Building a Distinctive Identity
When Suarez arrived at Zevia in 2023, she recognized a brand with strong product-market fit but a weak brand "engine."
"Zevia had a pretty good product-market fit, but it was not a developed brand," Suarez noted. "The focus has been on getting to a brand strategy, getting a team in place, and building the marketing ecosystem. We have the most simple ingredient statement in the category, and we don’t use anything artificial. That’s the truth we’re leaning into."
The AI-as-Artificial Strategy
Zevia’s marketing has become famous for its biting commentary on AI. When asked about this, Suarez clarified that the focus isn’t on the technology itself, but on what it represents in the modern age.
"It’s less of a commentary on AI itself, and more of a commentary on ‘artificial,’" Suarez explained. "Soda is a category where culture matters. We’re asking: what are the conversations that people are having where we can intersect? It gives us an opportunity to simply say, ‘This is what Zevia is about.’"
The "Challenger" Mindset
Regarding the brand’s habit of taking shots at legacy competitors, Suarez emphasizes that the strategy is one of intentionality. "Don’t do it just to do it," she advised her team. "The enemy in our work is the idea of the ‘fake.’ We act as a challenger to the industry because we think people are going to agree with us. We’re not interested in industry talk; we’re interested in what people actually care about."
The Cardi B Factor: Beyond the "Celebrity Endorsement"
The partnership with Cardi B is arguably the most significant move in the company’s history. Unlike traditional celebrity deals, which are often transactional and short-lived, Zevia has entered into a two-year, equity-based agreement.
"We wanted someone who was willing to do a less traditional deal," said Suarez. "She has equity, so we are both incentivized to grow the brand together."

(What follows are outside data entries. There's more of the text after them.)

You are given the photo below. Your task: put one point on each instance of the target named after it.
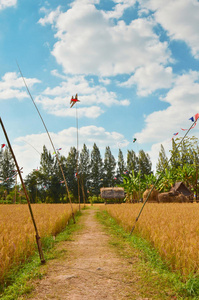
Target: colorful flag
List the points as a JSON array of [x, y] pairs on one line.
[[175, 134], [74, 100]]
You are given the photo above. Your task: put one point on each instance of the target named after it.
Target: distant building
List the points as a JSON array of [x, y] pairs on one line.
[[180, 187]]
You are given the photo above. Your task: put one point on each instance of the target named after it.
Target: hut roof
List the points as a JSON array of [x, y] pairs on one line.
[[112, 193], [181, 187]]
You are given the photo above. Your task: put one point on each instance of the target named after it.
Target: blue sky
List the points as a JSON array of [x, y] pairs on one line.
[[134, 65]]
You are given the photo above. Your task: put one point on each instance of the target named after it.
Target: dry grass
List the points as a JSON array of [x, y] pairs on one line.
[[172, 228], [17, 238]]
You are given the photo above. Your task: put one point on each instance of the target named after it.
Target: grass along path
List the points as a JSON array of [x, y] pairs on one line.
[[98, 262]]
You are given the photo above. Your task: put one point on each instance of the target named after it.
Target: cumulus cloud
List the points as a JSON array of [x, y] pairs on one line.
[[106, 48], [150, 78], [57, 100], [183, 104], [32, 145], [179, 18], [119, 8], [7, 3], [12, 86]]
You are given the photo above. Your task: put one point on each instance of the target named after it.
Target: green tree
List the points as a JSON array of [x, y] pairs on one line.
[[96, 171], [71, 169], [121, 167], [145, 164], [7, 170], [132, 162], [162, 160], [109, 168], [85, 170]]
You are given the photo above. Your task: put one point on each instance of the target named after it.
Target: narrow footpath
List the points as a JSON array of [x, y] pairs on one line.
[[90, 268]]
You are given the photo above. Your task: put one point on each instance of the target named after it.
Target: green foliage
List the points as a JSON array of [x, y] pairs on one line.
[[96, 171], [109, 168], [150, 264]]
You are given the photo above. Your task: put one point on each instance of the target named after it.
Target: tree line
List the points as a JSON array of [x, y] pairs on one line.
[[45, 184], [134, 174]]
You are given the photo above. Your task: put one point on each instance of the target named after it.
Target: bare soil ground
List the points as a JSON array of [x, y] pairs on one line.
[[90, 268]]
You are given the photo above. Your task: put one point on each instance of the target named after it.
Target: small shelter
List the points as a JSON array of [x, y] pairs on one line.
[[180, 187]]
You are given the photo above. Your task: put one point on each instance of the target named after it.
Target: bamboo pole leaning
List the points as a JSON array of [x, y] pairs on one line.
[[38, 239]]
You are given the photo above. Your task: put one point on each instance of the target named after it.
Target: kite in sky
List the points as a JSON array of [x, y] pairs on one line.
[[74, 100], [57, 150], [193, 119], [175, 134]]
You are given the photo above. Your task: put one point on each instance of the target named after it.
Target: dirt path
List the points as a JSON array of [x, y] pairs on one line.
[[89, 269]]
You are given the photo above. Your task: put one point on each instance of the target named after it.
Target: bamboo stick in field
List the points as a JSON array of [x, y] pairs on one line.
[[38, 240]]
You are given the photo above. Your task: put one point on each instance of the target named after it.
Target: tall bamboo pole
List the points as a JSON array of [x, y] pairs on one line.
[[77, 158], [160, 177], [50, 142], [38, 240]]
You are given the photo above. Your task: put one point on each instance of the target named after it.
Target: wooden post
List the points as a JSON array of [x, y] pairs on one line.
[[38, 240]]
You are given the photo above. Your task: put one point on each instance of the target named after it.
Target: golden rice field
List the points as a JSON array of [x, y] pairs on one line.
[[17, 235], [172, 228]]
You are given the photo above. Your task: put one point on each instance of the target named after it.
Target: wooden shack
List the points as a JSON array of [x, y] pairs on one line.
[[180, 187], [112, 194]]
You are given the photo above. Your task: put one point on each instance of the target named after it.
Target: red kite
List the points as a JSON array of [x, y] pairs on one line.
[[74, 100]]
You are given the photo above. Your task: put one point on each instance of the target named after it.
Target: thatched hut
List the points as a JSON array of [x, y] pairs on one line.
[[180, 187], [113, 194], [153, 196]]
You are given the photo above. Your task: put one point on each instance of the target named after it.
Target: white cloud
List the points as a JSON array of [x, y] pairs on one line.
[[50, 17], [105, 48], [12, 86], [183, 100], [119, 8], [29, 146], [150, 78], [7, 3], [57, 100], [179, 18]]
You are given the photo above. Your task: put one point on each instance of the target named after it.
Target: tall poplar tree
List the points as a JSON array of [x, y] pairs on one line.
[[121, 167], [109, 168], [85, 169], [132, 162], [96, 171], [7, 166], [145, 164], [71, 169], [162, 160]]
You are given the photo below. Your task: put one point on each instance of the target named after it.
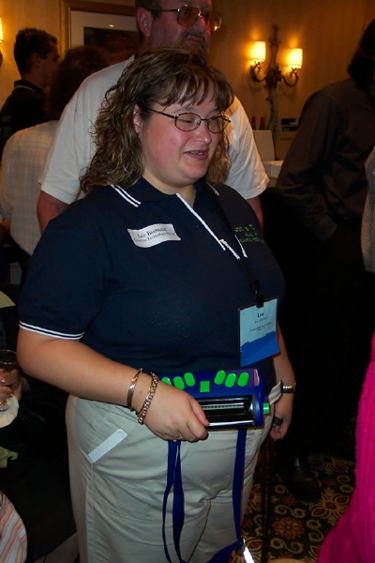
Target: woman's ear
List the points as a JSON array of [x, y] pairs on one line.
[[137, 120], [144, 20]]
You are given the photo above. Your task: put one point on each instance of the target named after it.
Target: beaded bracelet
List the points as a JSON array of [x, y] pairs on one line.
[[132, 385], [150, 395]]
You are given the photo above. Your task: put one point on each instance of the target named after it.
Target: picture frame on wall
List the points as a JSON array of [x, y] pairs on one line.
[[110, 26]]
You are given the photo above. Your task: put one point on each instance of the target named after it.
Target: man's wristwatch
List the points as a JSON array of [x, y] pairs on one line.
[[288, 388]]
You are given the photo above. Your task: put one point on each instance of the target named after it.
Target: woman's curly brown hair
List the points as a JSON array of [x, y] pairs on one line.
[[166, 76]]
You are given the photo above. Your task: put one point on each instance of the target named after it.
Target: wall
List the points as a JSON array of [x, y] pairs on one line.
[[327, 31]]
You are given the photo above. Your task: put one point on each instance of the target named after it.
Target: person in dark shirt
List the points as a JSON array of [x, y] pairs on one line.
[[35, 52], [327, 314], [146, 270]]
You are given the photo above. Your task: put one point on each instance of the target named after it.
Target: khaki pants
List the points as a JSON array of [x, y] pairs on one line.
[[118, 493]]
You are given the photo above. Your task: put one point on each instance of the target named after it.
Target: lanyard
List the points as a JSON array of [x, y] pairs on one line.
[[174, 480], [241, 257]]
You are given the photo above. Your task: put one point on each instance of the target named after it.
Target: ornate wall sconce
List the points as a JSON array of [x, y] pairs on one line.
[[1, 41], [273, 75]]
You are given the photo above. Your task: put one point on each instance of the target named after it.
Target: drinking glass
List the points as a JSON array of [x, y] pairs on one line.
[[9, 371]]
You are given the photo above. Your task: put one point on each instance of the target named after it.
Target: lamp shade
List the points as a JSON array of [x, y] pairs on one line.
[[258, 51], [295, 58]]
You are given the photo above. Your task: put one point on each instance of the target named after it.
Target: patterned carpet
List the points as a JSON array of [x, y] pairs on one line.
[[297, 529]]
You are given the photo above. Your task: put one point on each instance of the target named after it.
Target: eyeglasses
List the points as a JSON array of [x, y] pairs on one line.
[[188, 15], [191, 121]]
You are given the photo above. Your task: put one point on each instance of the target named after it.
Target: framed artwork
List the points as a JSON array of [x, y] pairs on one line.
[[110, 26]]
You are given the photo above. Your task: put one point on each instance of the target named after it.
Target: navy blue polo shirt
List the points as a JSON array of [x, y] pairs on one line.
[[146, 280]]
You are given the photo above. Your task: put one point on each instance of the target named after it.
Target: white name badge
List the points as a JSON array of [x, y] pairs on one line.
[[153, 235], [258, 336]]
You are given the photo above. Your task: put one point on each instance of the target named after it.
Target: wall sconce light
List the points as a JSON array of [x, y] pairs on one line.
[[273, 75], [1, 41]]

This alignment of interests is expected to pay dividends as the company integrates the star into retail displays, commercials, and future product innovations. By choosing a partner known for her unfiltered, authentic public persona, Zevia is reinforcing its core brand pillar: that in a world of synthetic, AI-generated content, there is still a massive market for the "radically real."
Implications for the Beverage Industry
Zevia’s success provides a blueprint for other "challenger brands" attempting to disrupt stagnant categories. The implications of their strategy are threefold:
- The "Culture-First" Pivot: In an age of ad-blockers and algorithmic fatigue, traditional media buys are becoming less effective. Brands must instead find ways to insert themselves into cultural conversations—even if that means being provocative or confrontational.

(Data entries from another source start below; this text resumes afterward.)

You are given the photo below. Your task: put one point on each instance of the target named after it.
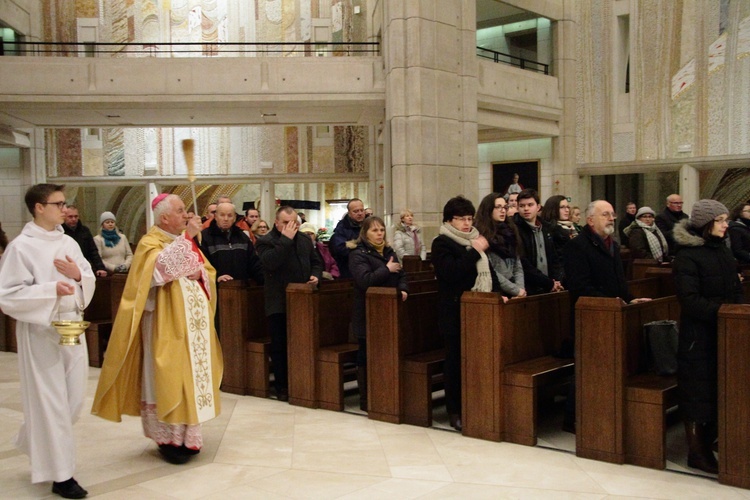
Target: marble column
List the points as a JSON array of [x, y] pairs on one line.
[[431, 95], [564, 145]]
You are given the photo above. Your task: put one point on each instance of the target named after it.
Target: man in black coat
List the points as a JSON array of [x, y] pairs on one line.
[[287, 257], [666, 220], [229, 249], [345, 235], [593, 268], [542, 268], [85, 240]]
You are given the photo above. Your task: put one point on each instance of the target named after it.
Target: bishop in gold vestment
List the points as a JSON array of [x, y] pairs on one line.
[[163, 361]]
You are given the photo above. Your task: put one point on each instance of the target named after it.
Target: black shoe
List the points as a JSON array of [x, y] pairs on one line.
[[456, 422], [189, 451], [69, 489], [173, 454], [569, 426]]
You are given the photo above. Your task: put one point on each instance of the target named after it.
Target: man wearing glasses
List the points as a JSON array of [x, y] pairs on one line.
[[44, 277], [671, 215]]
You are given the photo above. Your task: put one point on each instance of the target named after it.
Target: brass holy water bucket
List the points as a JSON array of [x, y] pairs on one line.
[[70, 330]]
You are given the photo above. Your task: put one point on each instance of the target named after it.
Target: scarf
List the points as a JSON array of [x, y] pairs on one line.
[[568, 226], [111, 238], [378, 248], [483, 282], [656, 241]]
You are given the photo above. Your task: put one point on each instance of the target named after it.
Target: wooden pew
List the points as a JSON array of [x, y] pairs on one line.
[[506, 356], [99, 313], [734, 395], [620, 411], [245, 343], [318, 321], [404, 353], [639, 267]]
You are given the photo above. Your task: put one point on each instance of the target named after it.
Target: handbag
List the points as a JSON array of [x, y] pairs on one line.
[[660, 339]]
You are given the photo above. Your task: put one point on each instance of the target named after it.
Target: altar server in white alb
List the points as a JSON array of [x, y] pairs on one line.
[[44, 277]]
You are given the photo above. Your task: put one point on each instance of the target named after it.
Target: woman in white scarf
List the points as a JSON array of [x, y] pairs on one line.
[[645, 239], [460, 262]]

- The Value of Equity Partnerships: By turning brand ambassadors into shareholders, companies can ensure that the "face" of the brand is truly invested in the product’s long-term health, rather than just cashing a paycheck for a single commercial.
- Leaner, Faster Marketing Teams: Suarez’s philosophy—that being smaller is a strength—is a direct indictment of the bloated approval processes common in larger CPG firms. By giving the creative team "license" to experiment and fail, Zevia has managed to keep its brand voice agile and current.
As Zevia looks toward the second half of 2026, the challenge will be scaling this success without losing the "scrappy" identity that defined its early growth. With new flavors, updated packaging, and a massive, culturally relevant campaign on the horizon, Zevia is poised to prove that the soda wars are far from over—and that, in the battle between the synthetic and the real, the consumer might just be ready for a change of pace.